僕の言葉に先輩は虚ろな表情のまま窓の外を眺め、ついでみたいな感じで呟いた。
「そう割り切れる気持ちが私にあれば良かったのにね……」
なにも届かないのだろうか。ただ悪戯に自分を責める先輩に何を伝えたら良いのだろうか。もう、なんて声かけて良いか分からない。きっとここで思考停止してしまう。いつもなら。
僕は自然とポケットへ入れた手紙をズボン越しに触れる。するとじわじわと湧き出るように暖かい気持ちが流れ込むような感覚になれた。もしかして美国の日記アイテムはこの手紙なのかもしれない、なんて思う。
美国が残してくれたこの手紙に書かれている「受け継がれる気持ち」は重く、だけど「心強い味方」になってくれていた。思いがけなく、誰かに背中を押された気持ちになった。

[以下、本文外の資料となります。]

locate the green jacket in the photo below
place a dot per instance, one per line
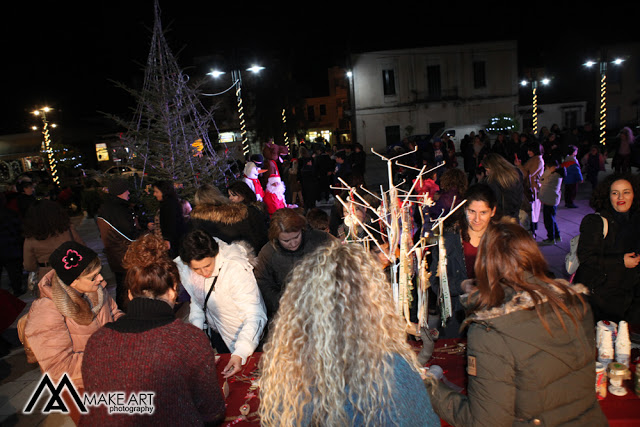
(519, 374)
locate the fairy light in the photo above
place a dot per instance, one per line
(284, 122)
(47, 143)
(535, 109)
(534, 88)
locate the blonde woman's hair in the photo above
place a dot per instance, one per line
(209, 194)
(336, 328)
(502, 172)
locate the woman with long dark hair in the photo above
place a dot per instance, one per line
(230, 222)
(532, 171)
(531, 343)
(148, 349)
(609, 261)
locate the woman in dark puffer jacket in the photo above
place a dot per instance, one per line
(531, 343)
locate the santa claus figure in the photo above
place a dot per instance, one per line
(251, 177)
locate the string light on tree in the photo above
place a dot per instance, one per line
(502, 123)
(42, 113)
(236, 78)
(534, 87)
(603, 94)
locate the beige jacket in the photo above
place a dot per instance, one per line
(57, 341)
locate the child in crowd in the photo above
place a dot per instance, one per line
(593, 163)
(318, 219)
(427, 184)
(550, 194)
(573, 177)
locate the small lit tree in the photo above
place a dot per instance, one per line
(169, 135)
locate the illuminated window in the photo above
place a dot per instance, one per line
(388, 82)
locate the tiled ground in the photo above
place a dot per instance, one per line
(19, 378)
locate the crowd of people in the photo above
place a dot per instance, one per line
(298, 283)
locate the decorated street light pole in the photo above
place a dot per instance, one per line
(603, 95)
(42, 113)
(534, 87)
(236, 77)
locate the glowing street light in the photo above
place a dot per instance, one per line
(42, 112)
(534, 87)
(603, 94)
(236, 77)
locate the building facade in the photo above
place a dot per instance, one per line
(408, 92)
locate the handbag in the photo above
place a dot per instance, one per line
(205, 324)
(571, 262)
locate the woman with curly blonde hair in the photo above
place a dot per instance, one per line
(337, 354)
(149, 349)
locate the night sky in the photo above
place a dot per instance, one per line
(64, 53)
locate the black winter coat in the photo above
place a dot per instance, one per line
(614, 288)
(275, 263)
(520, 374)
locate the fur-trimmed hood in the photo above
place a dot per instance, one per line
(518, 300)
(227, 214)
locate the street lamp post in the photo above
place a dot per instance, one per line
(534, 88)
(603, 94)
(42, 113)
(236, 78)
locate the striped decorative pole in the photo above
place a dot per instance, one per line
(53, 167)
(535, 107)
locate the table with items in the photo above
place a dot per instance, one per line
(450, 354)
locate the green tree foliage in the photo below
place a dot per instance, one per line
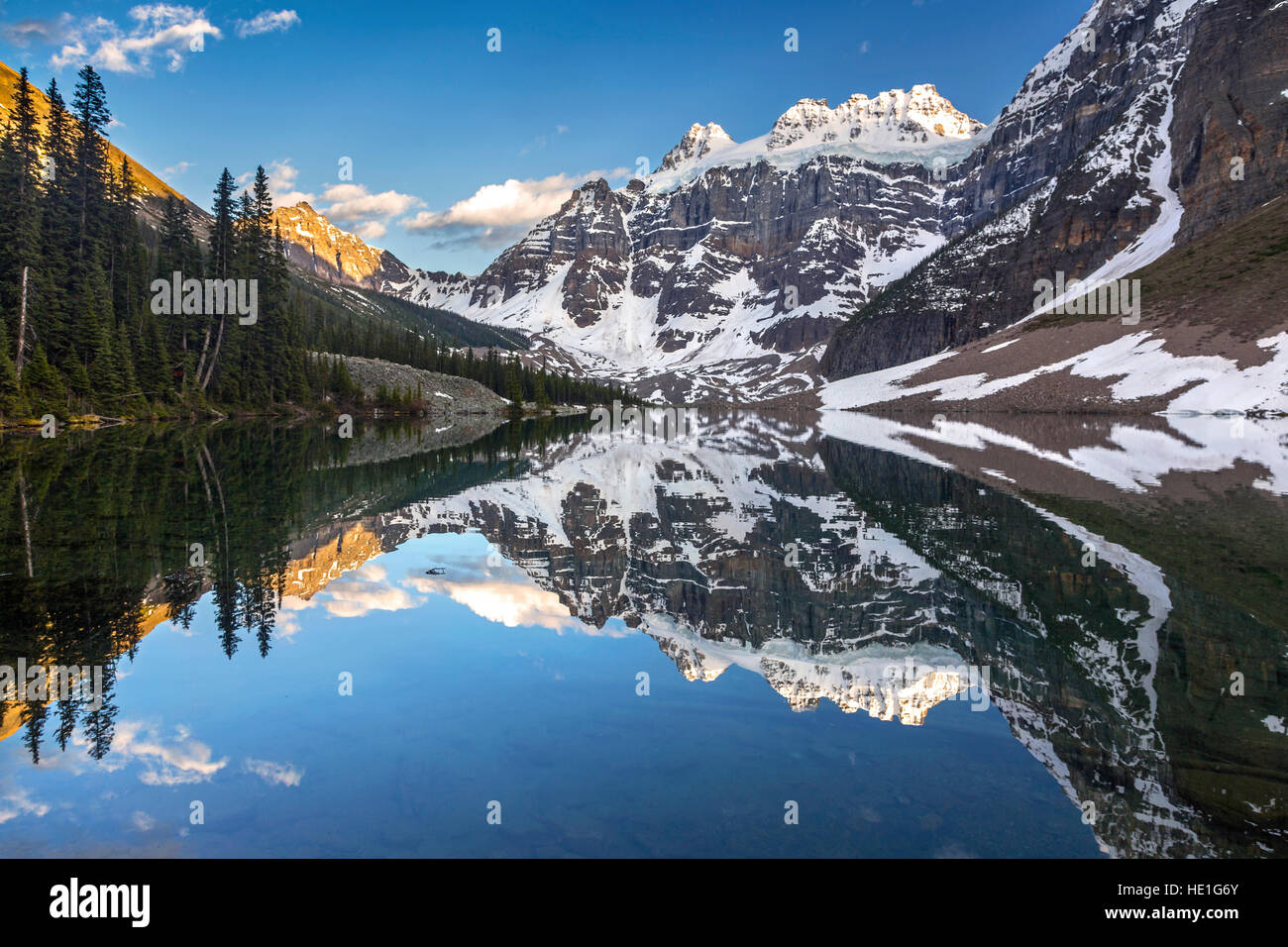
(95, 339)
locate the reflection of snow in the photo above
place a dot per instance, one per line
(1133, 460)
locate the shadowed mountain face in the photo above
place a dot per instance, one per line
(879, 570)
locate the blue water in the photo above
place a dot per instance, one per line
(452, 711)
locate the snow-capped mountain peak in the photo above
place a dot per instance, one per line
(896, 125)
(893, 118)
(698, 142)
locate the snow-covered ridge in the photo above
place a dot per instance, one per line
(918, 125)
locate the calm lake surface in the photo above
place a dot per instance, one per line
(844, 637)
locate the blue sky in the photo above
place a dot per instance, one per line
(436, 124)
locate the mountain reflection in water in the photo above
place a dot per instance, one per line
(1109, 586)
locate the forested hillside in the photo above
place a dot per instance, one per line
(89, 322)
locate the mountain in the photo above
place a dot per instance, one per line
(321, 249)
(724, 272)
(153, 189)
(1153, 125)
(868, 569)
(893, 228)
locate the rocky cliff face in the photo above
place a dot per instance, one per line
(321, 249)
(722, 273)
(1117, 147)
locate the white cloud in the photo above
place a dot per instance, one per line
(510, 204)
(166, 31)
(353, 202)
(279, 774)
(166, 762)
(18, 801)
(266, 22)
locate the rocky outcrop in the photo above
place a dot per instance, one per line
(722, 273)
(1117, 147)
(321, 249)
(443, 395)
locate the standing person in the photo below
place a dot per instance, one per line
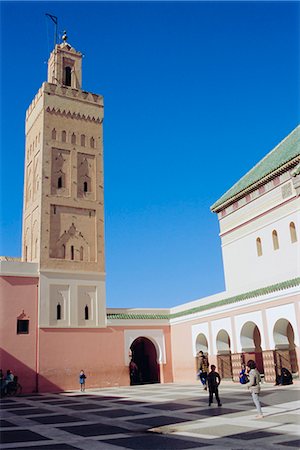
(213, 381)
(133, 373)
(82, 378)
(254, 386)
(203, 368)
(243, 375)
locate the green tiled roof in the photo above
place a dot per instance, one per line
(284, 152)
(237, 298)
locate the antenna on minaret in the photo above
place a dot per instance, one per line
(55, 21)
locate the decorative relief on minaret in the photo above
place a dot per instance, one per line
(28, 183)
(72, 234)
(60, 172)
(85, 176)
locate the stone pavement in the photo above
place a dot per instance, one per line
(157, 416)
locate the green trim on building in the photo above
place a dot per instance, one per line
(285, 151)
(227, 301)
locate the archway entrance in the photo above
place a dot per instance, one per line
(144, 355)
(285, 349)
(201, 345)
(251, 345)
(224, 354)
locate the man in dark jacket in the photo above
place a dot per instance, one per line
(213, 381)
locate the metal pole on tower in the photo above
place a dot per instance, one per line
(55, 21)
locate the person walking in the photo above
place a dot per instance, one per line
(243, 375)
(213, 381)
(254, 386)
(203, 368)
(82, 378)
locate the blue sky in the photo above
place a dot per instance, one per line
(195, 94)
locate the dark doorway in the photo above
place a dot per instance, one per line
(144, 355)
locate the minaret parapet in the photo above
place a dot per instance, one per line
(70, 92)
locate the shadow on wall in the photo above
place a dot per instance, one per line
(28, 378)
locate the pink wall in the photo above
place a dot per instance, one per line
(18, 351)
(99, 352)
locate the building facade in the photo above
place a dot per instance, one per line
(53, 298)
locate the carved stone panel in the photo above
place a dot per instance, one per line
(72, 234)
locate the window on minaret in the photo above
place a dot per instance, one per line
(275, 240)
(293, 232)
(58, 311)
(68, 76)
(258, 247)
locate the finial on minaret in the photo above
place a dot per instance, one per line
(64, 37)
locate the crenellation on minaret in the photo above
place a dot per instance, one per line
(63, 217)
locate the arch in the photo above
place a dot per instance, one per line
(283, 334)
(201, 343)
(68, 75)
(251, 344)
(285, 348)
(223, 342)
(275, 240)
(144, 355)
(293, 232)
(86, 312)
(58, 311)
(258, 246)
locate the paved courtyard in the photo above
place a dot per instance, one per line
(158, 417)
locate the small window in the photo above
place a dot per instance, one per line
(68, 76)
(293, 232)
(58, 311)
(275, 240)
(22, 326)
(258, 247)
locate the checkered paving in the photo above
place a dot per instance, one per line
(158, 417)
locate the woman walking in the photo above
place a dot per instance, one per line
(254, 386)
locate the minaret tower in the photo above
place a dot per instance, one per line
(63, 213)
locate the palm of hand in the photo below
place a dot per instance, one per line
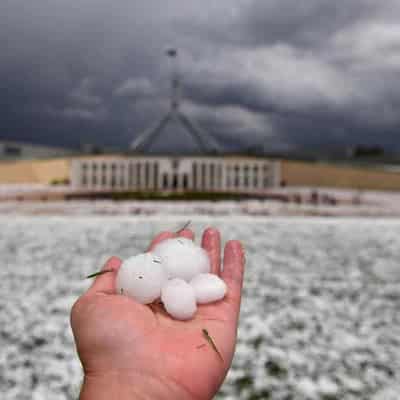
(114, 334)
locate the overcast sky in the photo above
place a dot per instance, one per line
(285, 74)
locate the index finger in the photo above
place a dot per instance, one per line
(105, 283)
(232, 273)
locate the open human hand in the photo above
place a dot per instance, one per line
(135, 351)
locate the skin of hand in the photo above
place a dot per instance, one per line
(135, 351)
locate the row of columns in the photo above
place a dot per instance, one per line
(223, 175)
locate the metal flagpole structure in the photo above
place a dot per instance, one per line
(205, 142)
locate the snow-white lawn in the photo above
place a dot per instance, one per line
(320, 315)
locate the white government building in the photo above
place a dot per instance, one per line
(175, 174)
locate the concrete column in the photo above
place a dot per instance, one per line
(108, 174)
(200, 180)
(142, 176)
(223, 176)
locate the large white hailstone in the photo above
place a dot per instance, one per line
(208, 288)
(182, 258)
(141, 277)
(179, 299)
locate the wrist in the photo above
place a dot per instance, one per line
(132, 386)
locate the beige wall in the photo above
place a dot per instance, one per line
(292, 172)
(43, 171)
(311, 174)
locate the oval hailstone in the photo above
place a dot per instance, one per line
(208, 288)
(179, 299)
(182, 258)
(141, 277)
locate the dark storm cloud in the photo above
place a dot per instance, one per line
(283, 74)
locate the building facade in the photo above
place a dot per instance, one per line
(175, 174)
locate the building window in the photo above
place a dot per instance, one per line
(229, 176)
(212, 175)
(113, 175)
(138, 175)
(194, 175)
(147, 175)
(94, 174)
(219, 176)
(165, 181)
(266, 175)
(104, 174)
(84, 174)
(185, 182)
(175, 181)
(155, 170)
(255, 176)
(130, 172)
(122, 177)
(203, 176)
(236, 178)
(246, 176)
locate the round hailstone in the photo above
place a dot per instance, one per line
(182, 258)
(208, 288)
(141, 277)
(179, 299)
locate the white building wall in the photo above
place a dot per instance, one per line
(175, 174)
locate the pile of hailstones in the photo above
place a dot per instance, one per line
(177, 271)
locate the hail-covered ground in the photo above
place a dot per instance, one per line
(320, 315)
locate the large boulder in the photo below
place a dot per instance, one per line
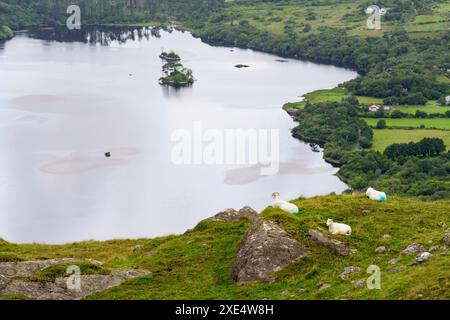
(266, 248)
(14, 279)
(336, 246)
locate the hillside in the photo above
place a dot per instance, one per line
(197, 264)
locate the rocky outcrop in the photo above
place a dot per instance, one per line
(13, 280)
(336, 246)
(266, 248)
(349, 272)
(231, 215)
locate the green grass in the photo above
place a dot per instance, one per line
(197, 264)
(385, 137)
(439, 123)
(273, 17)
(428, 109)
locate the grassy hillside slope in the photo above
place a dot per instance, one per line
(197, 264)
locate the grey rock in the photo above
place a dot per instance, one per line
(433, 248)
(413, 249)
(360, 283)
(394, 261)
(380, 249)
(397, 269)
(336, 246)
(348, 272)
(422, 257)
(266, 248)
(28, 268)
(231, 215)
(285, 293)
(17, 283)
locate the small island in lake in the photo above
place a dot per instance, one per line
(176, 75)
(170, 57)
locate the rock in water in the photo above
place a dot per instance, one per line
(349, 271)
(422, 257)
(266, 248)
(414, 248)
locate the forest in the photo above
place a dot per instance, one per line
(396, 66)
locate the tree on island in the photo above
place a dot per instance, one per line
(176, 75)
(170, 57)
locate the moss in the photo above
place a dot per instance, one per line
(197, 264)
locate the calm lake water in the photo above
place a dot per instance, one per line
(63, 104)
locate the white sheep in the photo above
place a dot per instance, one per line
(283, 205)
(338, 228)
(376, 195)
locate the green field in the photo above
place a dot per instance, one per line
(437, 20)
(385, 137)
(439, 123)
(197, 264)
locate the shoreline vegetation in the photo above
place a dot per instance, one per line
(174, 73)
(198, 263)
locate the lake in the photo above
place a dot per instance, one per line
(67, 99)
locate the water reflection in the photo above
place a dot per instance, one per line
(103, 36)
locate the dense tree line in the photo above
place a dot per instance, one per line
(417, 169)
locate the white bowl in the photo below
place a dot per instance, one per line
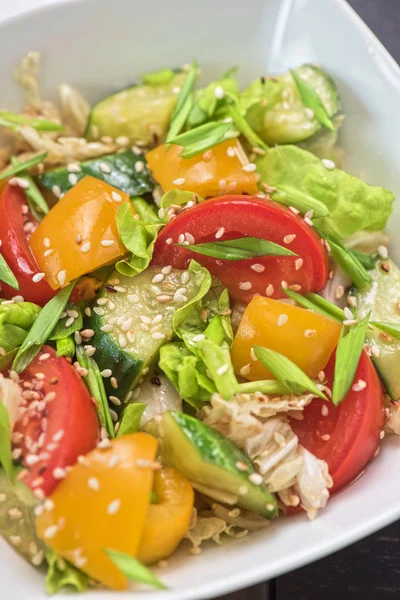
(101, 46)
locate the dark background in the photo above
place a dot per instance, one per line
(370, 569)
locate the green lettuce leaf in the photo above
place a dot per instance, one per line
(353, 204)
(138, 237)
(61, 574)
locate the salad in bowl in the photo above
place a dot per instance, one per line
(200, 319)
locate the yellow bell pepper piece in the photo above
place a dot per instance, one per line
(168, 520)
(80, 233)
(306, 338)
(220, 170)
(102, 503)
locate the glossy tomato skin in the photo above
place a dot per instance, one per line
(16, 249)
(354, 426)
(59, 423)
(229, 217)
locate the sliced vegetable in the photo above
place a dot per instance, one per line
(62, 414)
(209, 459)
(306, 338)
(224, 168)
(140, 113)
(80, 231)
(168, 519)
(277, 111)
(346, 436)
(111, 487)
(41, 329)
(127, 171)
(135, 318)
(353, 204)
(240, 216)
(15, 248)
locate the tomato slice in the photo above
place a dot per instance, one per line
(239, 216)
(59, 422)
(353, 427)
(16, 227)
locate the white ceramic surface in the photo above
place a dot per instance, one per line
(100, 46)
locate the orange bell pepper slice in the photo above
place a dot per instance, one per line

僕は僕のことしか語れない。格好をつけて飾った言葉で伝えても、それは僕の言葉じゃない。たとえ結果が使い古された言葉だったとしても構わない。僕はもう一度勇気を振り絞った。
「高月先輩。割り切る必要はないと思いますよ」
言葉が届いたのだろうか、先輩は一瞬だけ僕の顔へ視線を移した。そのまま言葉を繋ぐ。
「割り切れるんだったら、皆苦しんでません」
すると高月先輩は目を伏せて、答えた。
「だから皆不合格になった。この不幸が乗り越えられずに」
僕だって何回問い続けた問答だろう。「皆不幸になった」「だから私も不幸になる」っていう図式。消えていった皆の声は聞こえないから、自分で考えるしかない。自分で考えたからこそ、アリ地獄のように落ちていく自縛の念。僕は伝えないといけない。
「皆が不合格になったから、僕たちがあるんです」
アリ地獄から引き上げる手が必要なときもある。自分だけで解決できないこともある。事情も知らない、共感できない、助ける力もないかもしれない。でも、手を伸ばすんだ。
次の更新は1~2時間後!(95%)
あっ、ちょっと上がった。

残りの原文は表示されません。